I agree with the pp though who said that if her house is in that much of a disgusting state you don’t allow your child to go there expecting her to keep yours clean while looking after a child is probably expecting a bit much.

MyHusbandSaysIHave1000MNNames · 26/09/2018 10:10

Your husband should be in charge of all the clean up then since he feels it's okay for his relative to destroy your house once a week.

Lovinglifemostly · 26/09/2018 10:15

Not knowing how old your children are, but why don’t you put a list of house rules up for the children. Just mention to auntie that we’re want the children to follow these now. 1. No shoes on in-house. 2. No food or drink in the lounge etc .

BarbarianMum · 26/09/2018 10:17

If she cant keep her own house clean, she wont be able/willing to keep yours clean. It's not personal. What you do about it is up to you.

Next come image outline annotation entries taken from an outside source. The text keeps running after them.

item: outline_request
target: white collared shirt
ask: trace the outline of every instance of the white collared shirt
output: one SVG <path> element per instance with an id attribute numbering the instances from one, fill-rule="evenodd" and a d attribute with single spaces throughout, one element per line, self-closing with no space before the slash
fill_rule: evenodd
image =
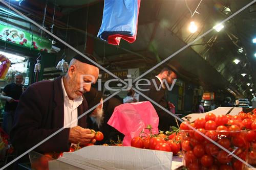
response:
<path id="1" fill-rule="evenodd" d="M 161 82 L 161 85 L 162 86 L 162 87 L 163 87 L 163 88 L 165 88 L 165 86 L 163 85 L 163 81 L 162 80 L 162 79 L 161 79 L 158 76 L 155 76 L 156 78 L 157 78 L 158 79 L 158 80 L 159 80 L 159 81 L 160 81 Z"/>
<path id="2" fill-rule="evenodd" d="M 72 128 L 77 126 L 77 107 L 82 103 L 83 99 L 80 96 L 74 100 L 70 100 L 64 87 L 63 77 L 61 79 L 61 87 L 64 99 L 64 125 L 66 128 Z M 69 125 L 71 122 L 74 122 Z M 66 127 L 66 126 L 67 126 Z"/>

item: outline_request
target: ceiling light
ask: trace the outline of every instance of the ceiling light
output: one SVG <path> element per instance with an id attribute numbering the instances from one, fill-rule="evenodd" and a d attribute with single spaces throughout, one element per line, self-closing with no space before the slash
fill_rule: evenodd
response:
<path id="1" fill-rule="evenodd" d="M 256 38 L 254 38 L 252 39 L 253 43 L 256 43 Z"/>
<path id="2" fill-rule="evenodd" d="M 223 28 L 224 26 L 222 24 L 218 24 L 214 27 L 214 29 L 216 30 L 217 32 L 220 32 Z"/>
<path id="3" fill-rule="evenodd" d="M 240 48 L 238 48 L 238 52 L 240 53 L 242 53 L 244 52 L 244 50 L 243 50 L 242 47 L 241 47 Z"/>
<path id="4" fill-rule="evenodd" d="M 238 59 L 235 59 L 233 61 L 236 63 L 236 64 L 238 64 L 241 61 Z"/>
<path id="5" fill-rule="evenodd" d="M 191 21 L 188 30 L 191 33 L 194 33 L 197 30 L 197 27 L 194 21 Z"/>

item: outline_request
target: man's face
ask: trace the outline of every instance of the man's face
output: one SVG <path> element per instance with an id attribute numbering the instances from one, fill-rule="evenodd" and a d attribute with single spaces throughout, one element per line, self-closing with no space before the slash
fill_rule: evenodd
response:
<path id="1" fill-rule="evenodd" d="M 66 91 L 73 99 L 78 99 L 84 93 L 90 91 L 92 84 L 95 83 L 99 76 L 99 68 L 86 63 L 82 63 L 79 69 L 72 65 L 68 71 L 70 81 L 68 83 Z"/>
<path id="2" fill-rule="evenodd" d="M 23 77 L 20 75 L 18 75 L 15 76 L 15 83 L 17 85 L 20 85 L 22 83 L 22 81 L 23 81 Z"/>
<path id="3" fill-rule="evenodd" d="M 169 74 L 166 77 L 167 83 L 169 85 L 172 84 L 174 79 L 177 79 L 177 75 L 174 72 L 172 72 L 170 74 Z"/>

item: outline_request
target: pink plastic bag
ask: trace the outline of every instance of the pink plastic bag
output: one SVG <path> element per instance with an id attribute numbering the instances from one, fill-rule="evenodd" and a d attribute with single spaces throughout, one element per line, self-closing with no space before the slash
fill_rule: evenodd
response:
<path id="1" fill-rule="evenodd" d="M 125 103 L 116 107 L 108 124 L 125 135 L 123 145 L 131 146 L 132 139 L 138 136 L 148 125 L 152 127 L 153 134 L 158 133 L 159 122 L 155 108 L 151 103 L 147 101 Z"/>

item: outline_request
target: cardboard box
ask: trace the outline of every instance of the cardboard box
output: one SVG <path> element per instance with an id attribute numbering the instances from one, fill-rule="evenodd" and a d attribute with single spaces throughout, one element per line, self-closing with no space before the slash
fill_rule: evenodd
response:
<path id="1" fill-rule="evenodd" d="M 168 169 L 173 153 L 131 147 L 92 145 L 64 153 L 49 169 Z M 74 167 L 75 168 L 74 168 Z"/>

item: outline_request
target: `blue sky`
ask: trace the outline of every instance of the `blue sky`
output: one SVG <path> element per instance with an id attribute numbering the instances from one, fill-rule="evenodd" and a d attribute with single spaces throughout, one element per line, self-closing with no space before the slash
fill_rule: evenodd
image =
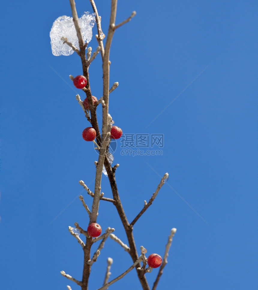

How old is the child?

Jackiebrambles · 26/09/2018 10:20

I can't believe you thought this was a good idea when her house is so unhygienic you won't let your kids visit?! I mean - wtf?

Jackiebrambles · 26/09/2018 10:21

Sorry I posted too soon, I think if you want to keep the relationship positive (and her text is very sweet, she obviously loves doing it) then you just need to find an alternative and instead maintain the relationship with her taking the kids out??

Bluelady · 26/09/2018 10:26

It sounds as if you have no gripe with the childcare itself but with the state she leaves your house in. It would piss me off no end, it's hard enough keeping your house decent when you hold down a job and have small children.

Would a conversation along the lines of what the rules are be productive? Ie drinks only in the kitchen, carry buggy through house, etc. If your child's happy it would be a shame to stop the arrangement but it must be rage inducing to find a tip when you get home.

ShartGoblin · 26/09/2018 11:39

I don't think there's any point speaking to her. If her standards are very low at home then she won't be doing it maliciously, I expect she genuinely doesn't notice. Different people have very different perceptions on what is acceptable and those are incredibly difficult to change without a lot of time and patience.

I would find alternative childcare. The stress and work this is causing you doesn't sound worth it to me. Trying to change her won't work (or it will take a lot of time & more than one conversation) and either way will cause massive resentment.